Prolog

Serendipity – Teil 1

2012 10 07 Marbella Best Short

Sonntag, 7. Oktober 2012
Marbella – Berlin

Am 7. Oktober 2012 erhalte ich für meinen Kurzfilm »Erinnerungen« den Award für den besten internationalen Kurzfilm beim Marbella International Film Festival. Trotz meiner Anzugshose, hellblauem Hemd, einem lässig über den Arm gelegten Sakko und wahnsinnig schicken Flip Flops bekomme ich an jenem überraschend erfolgreichen Abend gleich dreimal mitgeteilt, dass ich dem Dresscode nicht zur Genüge entspreche. Punk’s not dead, baby!

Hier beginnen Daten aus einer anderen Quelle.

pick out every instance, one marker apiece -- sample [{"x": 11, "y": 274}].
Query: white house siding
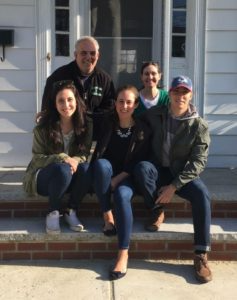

Die Dame vom US-Konsulat schafft es sogar, mir ihre Ablehnung gegenüber meiner – in meinen Augen durchaus galawürdigen – Tracht ohne Worte mitzuteilen: Vor mir stehend, mustert sie mich von oben bis unten. Nachdem sie bei den Füßen angekommen ist, hebt sie ihren Kopf wieder, sieht mir in die Augen und ächzt mir ein verächtliches: »Bäh«, entgegen. Es muss am Schuhwerk liegen … Allerdings ist mein zweites Paar Schuhe nicht wesentlich besser, fürchte ich.

2012 10 08 00.06.17 edited Ausschnitt Kopie
v.l.n.r.: Mark Chavez (Best Animation), Leonard Hill (Best Feature Film),
Dennis Knickel (Best Short Film), Azad Jafarian (Best Documentary)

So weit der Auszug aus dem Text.